|Customers are seen inspecting products at a 7-Eleven convenience store in HCMC. (Photo: Saigon Times)
New regulations state that five years after the trade pact comes into force, the country will abolish the regulation that foreign retailers wanting to open their second outlets in Vietnam must ask local authorities for permission and be subject to Economic Needs Test (ENT) criteria.
Vu Quoc Chinh, from the School of International Business and Marketing of the HCMC University of Economics, said the elimination of those obstacles may result in foreign retailers flocking to the country.
Competitive prices are an advantage for local retailers, while their foreign rivals often offer better services, especially logistics.
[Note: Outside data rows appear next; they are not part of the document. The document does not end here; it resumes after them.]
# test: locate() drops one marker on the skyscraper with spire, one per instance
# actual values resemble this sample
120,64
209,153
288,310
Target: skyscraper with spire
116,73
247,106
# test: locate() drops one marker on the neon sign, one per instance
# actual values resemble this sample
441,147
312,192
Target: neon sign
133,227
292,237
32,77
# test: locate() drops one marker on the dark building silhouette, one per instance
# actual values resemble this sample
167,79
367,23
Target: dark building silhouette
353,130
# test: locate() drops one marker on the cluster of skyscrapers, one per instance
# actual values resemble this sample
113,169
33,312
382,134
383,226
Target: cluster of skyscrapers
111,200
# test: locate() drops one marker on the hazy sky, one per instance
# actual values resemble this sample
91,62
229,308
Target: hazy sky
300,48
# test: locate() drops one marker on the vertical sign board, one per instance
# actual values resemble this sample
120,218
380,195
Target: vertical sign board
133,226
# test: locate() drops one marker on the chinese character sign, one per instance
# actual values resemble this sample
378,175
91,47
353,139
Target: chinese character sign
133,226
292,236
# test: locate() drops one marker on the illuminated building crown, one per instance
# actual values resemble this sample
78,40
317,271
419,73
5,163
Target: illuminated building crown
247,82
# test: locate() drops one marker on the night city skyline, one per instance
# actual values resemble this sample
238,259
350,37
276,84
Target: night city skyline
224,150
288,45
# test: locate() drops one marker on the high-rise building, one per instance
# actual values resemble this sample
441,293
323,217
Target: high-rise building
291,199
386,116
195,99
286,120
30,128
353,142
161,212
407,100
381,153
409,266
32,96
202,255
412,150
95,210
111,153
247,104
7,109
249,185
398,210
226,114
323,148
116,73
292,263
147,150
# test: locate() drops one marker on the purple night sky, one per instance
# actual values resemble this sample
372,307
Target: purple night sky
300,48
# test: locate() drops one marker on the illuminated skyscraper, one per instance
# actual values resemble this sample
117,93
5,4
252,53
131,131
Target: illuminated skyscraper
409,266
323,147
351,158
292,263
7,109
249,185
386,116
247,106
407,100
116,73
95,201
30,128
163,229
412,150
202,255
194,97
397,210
However, Vietnam will have five more years to prepare for the influx of foreign firms, during which time local retailers should improve the quality of their products and services, said Chinh.
In recent years, numerous foreign retailers have entered the Vietnamese market. At the end of last year, Japan’s Sumitomo Group inaugurated a FujiMart supermarket in Hanoi. Also, Hong Kong’s Watsons healthcare and beauty care chain opened its first store in HCMC on January 17.
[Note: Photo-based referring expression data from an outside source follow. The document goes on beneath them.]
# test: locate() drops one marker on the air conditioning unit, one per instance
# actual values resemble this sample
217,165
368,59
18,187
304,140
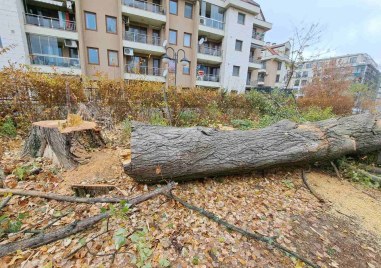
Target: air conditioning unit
128,51
70,43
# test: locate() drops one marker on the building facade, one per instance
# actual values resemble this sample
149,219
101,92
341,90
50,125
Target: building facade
363,68
218,42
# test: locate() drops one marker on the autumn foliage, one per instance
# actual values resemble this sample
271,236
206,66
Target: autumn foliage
329,88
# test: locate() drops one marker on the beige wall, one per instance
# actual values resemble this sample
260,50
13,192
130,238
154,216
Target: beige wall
100,38
183,25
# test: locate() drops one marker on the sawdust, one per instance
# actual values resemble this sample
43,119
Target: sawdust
349,201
Foreign retail outlets, including supermarkets, commercial centers and convenience stores, have mushroomed in the domestic market.
Many experts forecast that even more foreign firms would penetrate into the local market, since Vietnam’s consumer market has the highest growth rate in the region. Further, rural areas and online shopping channels have yet to be fully tapped.
According to Vu Vinh Phu, chairman of the Hanoi Supermarket Association, although Vietnam has yet to remove all obstacles for foreign retailers, the local consumer market has been dominated by foreign retailers. Therefore, Phu advised local firms to conduct business honestly, provide high-quality products and not demand large discounts from goods suppliers.